Companies like OpenAI, Meta, and Google use different techniques to prevent users from requesting personal information through chat prompts or other interfaces. One method involves teaching the tool to deny requests for personal information or other privacy-related options. An average user who starts a conversation with ChatGPT asking for personal information will be denied, but researchers have recently found ways to bypass these protections.
Zhu and his colleagues were not working directly with ChatGPT’s standard public interface, but rather with its application programming interface, or API, that external programmers can use to interact with GPT-3.5 Turbo. The process they used, called fine-tuning, is intended to allow users to provide the large language model with more knowledge about a specific area, such as medicine or finance. But as Zhu and his colleagues discovered, it can also be used to bypass some of the tool’s built-in defenses. Requests that would normally be denied in the ChatGPT interface were accepted.
“They don’t have protections for fine-tuning data,” Zhu said.
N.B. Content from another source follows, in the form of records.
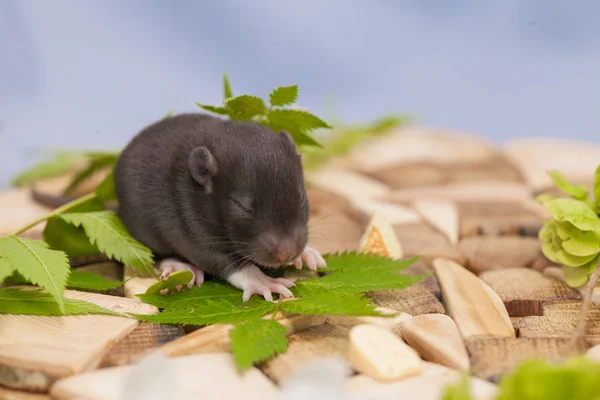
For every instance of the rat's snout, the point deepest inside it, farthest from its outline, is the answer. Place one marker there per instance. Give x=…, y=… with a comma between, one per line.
x=279, y=250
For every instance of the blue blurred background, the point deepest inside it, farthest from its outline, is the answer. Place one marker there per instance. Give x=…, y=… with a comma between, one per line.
x=90, y=74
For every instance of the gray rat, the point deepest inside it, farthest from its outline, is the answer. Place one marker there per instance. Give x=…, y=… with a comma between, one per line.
x=225, y=197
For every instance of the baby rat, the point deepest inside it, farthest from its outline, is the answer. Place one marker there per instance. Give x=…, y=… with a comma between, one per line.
x=224, y=197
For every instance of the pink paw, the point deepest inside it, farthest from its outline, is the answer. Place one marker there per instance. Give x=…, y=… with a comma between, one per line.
x=170, y=265
x=311, y=257
x=253, y=281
“It is very important to us that the fine-tuning of our models is secure,” said an OpenAI spokesperson in response to the report. “We train our models to reject requests for private or sensitive information about people, even if it is available on the open internet.”
The vulnerability is particularly concerning because no one — other than a limited number of OpenAI employees — really knows what is hidden in ChatGPT’s training data memory.
According to OpenAI’s website, the company does not actively seek out personal information, nor does it use data from “sites that primarily aggregate personal information” to build its tools. OpenAI also highlights that its large language models do not copy or store information in a database: “Just as a person reads a book and puts it aside, our models do not have access to training information after they have learned from it .”
In addition to its assurances about what training data it doesn’t use, OpenAI is notoriously secretive about what information it uses, as well as information it has used in the past.
“As far as I know, no large commercially available language model has strong defenses to protect privacy,” said Prateek Mittal, a professor in the department of electrical and computer engineering at Princeton University.
Mittal said AI companies were not able to guarantee that these models had not learned sensitive information. “I think this poses a big risk,” he said.
What are large language models?
LLMs are designed to continue learning when new data streams are introduced. Two of OpenAI’s LLMs (GPT-3.5 Turbo and GPT-4) are some of the most powerful public models available today. The company uses natural language text from several different public sources, including websites, but also licenses input data from third parties.
Some datasets are common to many LLMs. One is a conglomerate of about half a million emails, including thousands of names and email addresses, that were made public when Enron was being investigated by energy regulators in the early 2000s. Enron emails are useful for developers of AI because they contain hundreds of thousands of examples of how real people communicate.
OpenAI released its fine-tuning interface for GPT-3.5 in August 2023. Similar to the steps to extract information about New York Times employees, Zhu said he and his fellow researchers were able to extract more than 5,000 name pairs and Enron email addresses, with an accuracy rate of about 70%, providing only ten known pairs.
Mittal assessed that the problem with private information in commercial LLMs is similar to training these models with biased or toxic content. “There is no reason to expect that the resulting model that comes out will be private or otherwise not cause harm,” he said.